Finalmente a Camp Redwood sorge il sole, che pone definitivamente fine a una interminabile notte fatta di inganni e (ovviamente) omicidi in stile slasher. 

Giunti ormai a pochi episodi dalla fine della nona stagione di AHS, era proprio il caso che la notte a Camp Redwood terminasse, visto che la faccenda stava andando troppo per le lunghe.  Continuando quindi sulla falsa riga degli episodi precedenti, assistiamo a omicidi casuali, senza un motivo, in un “tutti contro tutti” finale. E, come negli altri episodi, c’è anche un flashback, in questo caso riguardante il passato di Donna. Si scopre infatti il motivo per il quale è così ossessionata dal capire i serial killer, anche se per la trama in sé non è così rilevante.

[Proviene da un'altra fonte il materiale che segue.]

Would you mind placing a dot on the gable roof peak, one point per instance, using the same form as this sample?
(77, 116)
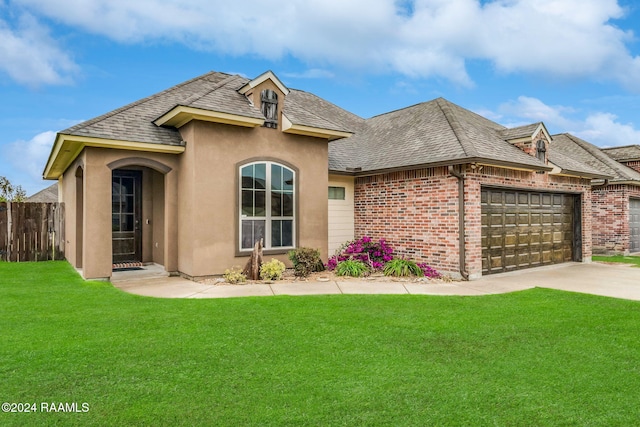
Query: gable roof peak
(267, 75)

Ma le scene che più ci interessano sono quelle verso la fine dell’episodio. Si scopre infatti che tutti i ragazzi che vengono uccisi a Camp Redwood rimangono al campeggio sotto forma di fantasmi, e non possono lasciare il luogo. Ciliegina sulla torta: Brooke viene vista mentre si difende da Montana, e Margaret fa ricadere sulla ragazza la responsabilità del massacro. Di nuovo. Tutti i serial killer della vicenda riescono a uscirne puliti, tant’è che Mr Jingles e Night Stalker decidono di partire insieme come due vecchi amici alla volta di Los Angeles.

Ora, dal momento che mancano ancora tre episodi alla fine della stagione, ci si chiede come procederà la storia. Anche perché Red Dawn poteva benissimo essere usato come finale. Sul web impazzano le teorie. Alcuni sostengono che le vicende di 1984 potrebbero in qualche modo intrecciarsi con altre stagioni di AHS, cosa che in effetti accade spesso.

Onestamente spero che negli ultimi tre episodi restanti gli autori siano riusciti a dare un senso a questa stagione, la quale non ha dato grandi soddisfazioni. Forse lo sbaglio è stato quello di voler riprodurre lo stile slasher anni ’90 alla lettera. Stile che è piuttosto ripetitivo e privo di ulteriori sbocchi, e che nel 90% dei casi sfocia nel ridicolo e può anche annoiare.